Artis Pinn lay on his bunk, fingers laced behind his head, and stared at the metal ceiling. It was possible to see shapes in the ancient grime, if you looked hard enough. But today he wasn't playing his usual game. Today, he was thinking.
The quarters he shared with Harkins were narrow, cluttered and dirty. He had the top bunk, due to Harkins' unfortunate tendency to spasm out of bed several times a night. A square vent high up on one wall let in cool air from outside, wafting away the stench of unwashed bedding. There was a small storage cupboard crammed with their meagre possessions, but space for little else. The Ketty Jay wasn't built for luxury.
Pinn had lain there for hours now, trying to make sense of things. He didn't know what this empty, listless sensation was, but he didn't like it much. He didn't want to get up. Didn't want to sleep. Didn't want to do anything, actually. The thought of flying his Skylance failed to excite him. Even the prospect of booze had lost its charm, and he'd often said that when that day came, he'd eat a bullet. But he didn't feel much like shooting himself, either.

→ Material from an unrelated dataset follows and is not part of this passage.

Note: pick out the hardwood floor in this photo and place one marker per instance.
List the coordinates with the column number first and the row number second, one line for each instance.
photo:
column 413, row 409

Lisinda, he thought. My sweetheart is marrying another man.
Was it even possible? He wasn't sure. After all, she'd said she loved him. Hadn't that meant anything to her? It had certainly meant something to him. It had inspired him to be a hero. It made him want to be a better man. It even made him want to stop cheating on her, although the gap between the desire and the reality was vast indeed.
How could she do it?
A sudden thought struck him, that hadn't occurred until now, even after hours of contemplation. If she was marrying another man, that must mean she'd been fooling around with him for at least a couple of months. Maybe longer. A flood of rage swept through him, and he gritted his teeth. How he'd like to get his hands round that other bloke's throat! Messing with another man's woman! Didn't he know she was taken? She'd already made her choice. Hadn't she said she loved him?
But killing her husband-to-be would surely make Lisinda a bit sad. He'd never do anything to make her cry, and yet honour demanded he stamp his rival's face into the ground. How to solve a problem like that? It was all very confusing. He wished he had half the Cap'n's brains. The Cap'n would have known what to do.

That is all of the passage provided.